Look at these 13 and 14-year-old kids. They were so rapt while watching the courtroom scene from To Kill a Mockingbird that I didn’t have one request to go to the bathroom, get a drink of water, or go to the nurse.  Sure signs of 8th-grade ennui, a synonym for bored out of their wits.  Atticus, Jem, Scout, Boo, and the other characters have won over readers, even reluctant readers once again. 


I am teaching this classic to a multi-cultural, multi-racial group of freshly evolved teenagers that smother themselves in social media, virtual reality, and, thank goodness, good old-fashioned teenaged angst. Yet, this story never fails to bring out compassion in the kids. They get it because they see it in real life.
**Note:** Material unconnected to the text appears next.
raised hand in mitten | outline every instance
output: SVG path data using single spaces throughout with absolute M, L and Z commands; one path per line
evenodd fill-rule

Even though they live in a bubble of privilege, injustice, poverty, and inequity is visible everywhere in South Africa outside of the safe perimeters of their complexes.


Forlorn and hungry beggars kneel in the middle of busy thoroughfares, hands clasped in prayer looking for handouts; apples, a sandwich, or a couple of rands. Mothers with tiny children loiter on corners, and sons roll their blind parents up and down lane lines at red lights looking for donations. My students drive by tin shack townships on their way to 5-star lodges on game reserves where many poor South Africans have never been. The students don’t suffer from the oppression they see, but they feel it in their souls.


By the end of the book and after watching the movie, my students were indignant about the bold lies, the racism, and the injustice. Our lively discussions during class give me hope that these kids might be the ones to create lasting, systemic change in all of the countries that they call home.  


I suspect some will.  Some won’t. Just like the generations that came before them.